This post was written by Giesela Rühl, LL.M. (Berkeley), Humboldt-University of Berlin, and is also available via conflictoflaws.net.
The protection of human rights in global supply chains has been high on the agenda of national legislatures for a number of years. Most recently, also the European Union has joined the bandwagon. After Commissioner for Justice Didier Reynders announced plans to prepare a European human rights to due diligence instrument in April 2020, the JURI Committee of the European Parliament has now published a Draft Report on corporate due diligence and corporate accountability. The Report contains a motion for a European Parliament Resolution and a Proposal for a Directive which will, if adopted, require European companies – and companies operating in Europe – to undertake broad mandatory human rights due diligence along the entire supply chain. Violations will result, among others, in a right of victims to claim damages.
The proposed Directive is remarkable because it amounts to the first attempt of the European legislature to establish cross-sectoral mandatory human rights due diligence obligations coupled with a mandatory civil liability regime. However, from a private international law perspective the Draft Report attracts attention because it also contains proposals to change the Brussels I bis Regulation and the Rome II Regulation. In this post I will briefly discuss – and criticize – the proposed changes to the Rome II Regulation. For a discussion of the changes to the Brussels I bis Regulation I refer to Geert Van Calster’s thoughts on GAVC.
Victims’ Unilateral Right to Choose the Applicable Law
The proposed change to the Rome II Regulation envisions the introduction of a new Article 6a entitled “Business-related human rights claims”. Clearly modelled on Article 7 Rome II Regulation relating to environmental damage the proposal allows victims of human rights violations to choose the applicable law. However, unlike Article 7 Rome II Regulation, which limits the choice to the law of the place of injury and the law of the place of action, the proposed Article 6a allows victims of human rights violations to choose between potentially four different laws, namely
1) the law of the country in which the damage occurred, i.e. the law of the place of injury,
2) the law of the country in which the event giving rise to damage occurred, i.e. the law of the place of action,
3) the law of the country in which the parent company has its domicile or, where the parent company does not have a domicile in a Member State,
4) the law of the country where the parent company operates.
The rationale behind the proposed Article 6a Rome II Regulation is clear: The JURI Committee tries to make sure that the substantive provisions of the proposed Directive will actually apply – and not fall prey to Article 4(1) Rome II Regulation which, in typical supply chain cases, leads to application of the law of the host state in the Global South and, hence, non-EU law. By allowing victims to choose the applicable law, notably the law of the (European) parent company the JURI Committee takes up recommendations that have been made in the literature over the past years.
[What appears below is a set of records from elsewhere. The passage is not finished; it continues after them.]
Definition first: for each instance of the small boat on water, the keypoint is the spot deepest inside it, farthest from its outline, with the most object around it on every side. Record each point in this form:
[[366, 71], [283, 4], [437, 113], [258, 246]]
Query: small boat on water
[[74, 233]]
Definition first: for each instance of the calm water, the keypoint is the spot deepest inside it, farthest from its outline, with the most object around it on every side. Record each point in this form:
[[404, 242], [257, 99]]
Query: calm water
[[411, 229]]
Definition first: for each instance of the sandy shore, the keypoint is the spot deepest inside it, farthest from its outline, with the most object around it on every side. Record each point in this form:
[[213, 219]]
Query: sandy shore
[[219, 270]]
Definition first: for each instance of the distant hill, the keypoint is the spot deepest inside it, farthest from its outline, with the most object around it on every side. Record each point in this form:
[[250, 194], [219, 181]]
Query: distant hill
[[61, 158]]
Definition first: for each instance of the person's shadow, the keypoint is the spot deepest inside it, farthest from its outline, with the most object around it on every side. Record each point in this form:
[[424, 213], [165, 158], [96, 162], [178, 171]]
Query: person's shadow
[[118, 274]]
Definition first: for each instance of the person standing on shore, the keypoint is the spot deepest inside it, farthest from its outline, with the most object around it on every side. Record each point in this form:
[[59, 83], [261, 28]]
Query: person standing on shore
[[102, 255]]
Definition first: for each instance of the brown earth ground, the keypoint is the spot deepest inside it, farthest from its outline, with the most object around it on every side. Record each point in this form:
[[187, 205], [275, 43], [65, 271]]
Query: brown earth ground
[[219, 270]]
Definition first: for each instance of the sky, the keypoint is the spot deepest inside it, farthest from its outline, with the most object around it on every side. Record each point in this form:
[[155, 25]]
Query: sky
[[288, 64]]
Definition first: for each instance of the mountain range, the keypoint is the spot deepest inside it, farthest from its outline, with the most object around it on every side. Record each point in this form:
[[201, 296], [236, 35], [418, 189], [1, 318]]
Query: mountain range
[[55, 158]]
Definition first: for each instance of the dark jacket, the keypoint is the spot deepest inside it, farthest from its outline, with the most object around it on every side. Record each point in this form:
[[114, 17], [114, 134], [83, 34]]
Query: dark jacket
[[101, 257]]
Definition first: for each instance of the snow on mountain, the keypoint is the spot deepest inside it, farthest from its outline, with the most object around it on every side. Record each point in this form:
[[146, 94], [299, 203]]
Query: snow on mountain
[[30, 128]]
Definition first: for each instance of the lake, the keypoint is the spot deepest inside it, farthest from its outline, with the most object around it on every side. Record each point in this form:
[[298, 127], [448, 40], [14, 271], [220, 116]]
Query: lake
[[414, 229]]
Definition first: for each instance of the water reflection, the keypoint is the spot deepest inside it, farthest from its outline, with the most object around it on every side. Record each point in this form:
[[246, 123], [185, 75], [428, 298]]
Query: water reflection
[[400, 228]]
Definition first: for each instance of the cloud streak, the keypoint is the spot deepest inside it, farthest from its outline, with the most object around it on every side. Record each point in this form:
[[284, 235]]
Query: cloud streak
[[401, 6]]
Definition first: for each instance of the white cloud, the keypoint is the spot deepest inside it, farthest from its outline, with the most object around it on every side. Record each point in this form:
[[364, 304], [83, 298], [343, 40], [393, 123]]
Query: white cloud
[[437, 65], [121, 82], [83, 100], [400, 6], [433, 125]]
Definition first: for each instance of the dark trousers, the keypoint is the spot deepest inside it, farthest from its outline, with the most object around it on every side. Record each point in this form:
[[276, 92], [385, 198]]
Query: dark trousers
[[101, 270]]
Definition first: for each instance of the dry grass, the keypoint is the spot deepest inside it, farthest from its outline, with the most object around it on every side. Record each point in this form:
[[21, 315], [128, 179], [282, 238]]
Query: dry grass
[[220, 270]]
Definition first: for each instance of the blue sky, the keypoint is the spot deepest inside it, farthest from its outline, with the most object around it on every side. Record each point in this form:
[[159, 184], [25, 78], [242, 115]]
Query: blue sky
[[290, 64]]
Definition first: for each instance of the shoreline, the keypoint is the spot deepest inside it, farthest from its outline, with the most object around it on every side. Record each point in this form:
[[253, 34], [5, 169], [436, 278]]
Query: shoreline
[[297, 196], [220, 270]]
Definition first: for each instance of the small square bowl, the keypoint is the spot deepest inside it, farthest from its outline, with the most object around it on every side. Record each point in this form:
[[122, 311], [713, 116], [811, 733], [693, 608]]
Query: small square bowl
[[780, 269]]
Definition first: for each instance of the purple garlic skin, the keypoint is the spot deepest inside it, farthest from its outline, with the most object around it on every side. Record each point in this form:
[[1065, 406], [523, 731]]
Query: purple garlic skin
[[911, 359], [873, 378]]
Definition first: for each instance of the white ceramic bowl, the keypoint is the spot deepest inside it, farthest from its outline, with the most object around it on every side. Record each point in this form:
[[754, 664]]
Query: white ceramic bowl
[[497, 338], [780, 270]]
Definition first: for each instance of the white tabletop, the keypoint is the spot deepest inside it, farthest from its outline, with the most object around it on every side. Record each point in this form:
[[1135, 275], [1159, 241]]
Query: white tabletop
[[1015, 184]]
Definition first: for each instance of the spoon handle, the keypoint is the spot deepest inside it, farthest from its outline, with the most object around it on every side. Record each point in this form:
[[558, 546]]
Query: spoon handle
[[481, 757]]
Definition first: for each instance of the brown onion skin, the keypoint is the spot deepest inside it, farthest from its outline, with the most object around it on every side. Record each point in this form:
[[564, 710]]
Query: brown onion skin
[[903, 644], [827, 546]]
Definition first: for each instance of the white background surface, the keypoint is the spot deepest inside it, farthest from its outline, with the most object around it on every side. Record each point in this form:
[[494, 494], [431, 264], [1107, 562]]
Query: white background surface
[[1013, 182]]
However, a right to choose the applicable law ex post – while certainly good for victims – is conceptually ill-conceived because it results in legal uncertainty for all companies that try to find out ex ante what their obligations are. Provisions like the proposed Article 6a Rome II Regulation, therefore, fundamentally impair the deterrence function of tort law and increase compliance costs for companies because they have to adjust their behaviour to four – potentially – different laws to avoid liability. It is for this reason that choice of law rules that allow one party to unilaterally choose the applicable law ex post have largely (even though not completely) fallen out of favour.
Alternative Roads to European law
The proposed Article 6a Rome II Regulation, however, does not only fail to convince conceptually. It also fails to convince as regards to the purpose that it seeks to achieve. In fact, there are much better ways to ensure that European standards apply in supply chain cases. The most obvious way is to simply adopt the envisioned European instrument in the form of a Regulation. Its provisions would then have to be applied as international uniform law by all Member State courts – irrespective of the provisions of the Rome II Regulation. However, even if the European legislature prefers to adopt a European instrument in the form of a Directive – for political or competence reasons –, no change of the Rome II Regulation is necessary to ensure that it is applied throughout Europe. In fact, its provisions can simply be classified as overriding mandatory provisions in the meaning of Article 16 Rome II Regulation. The national provisions implementing the Directive will then apply irrespective of the otherwise applicable law.
In the light of the above, application of European human rights due diligence standards can be ensured without amending the Rome II Regulation. It is, therefore, recommended that the JURI Committee rethinks – and then abandons – the proposed Article 6a Rome II Regulation.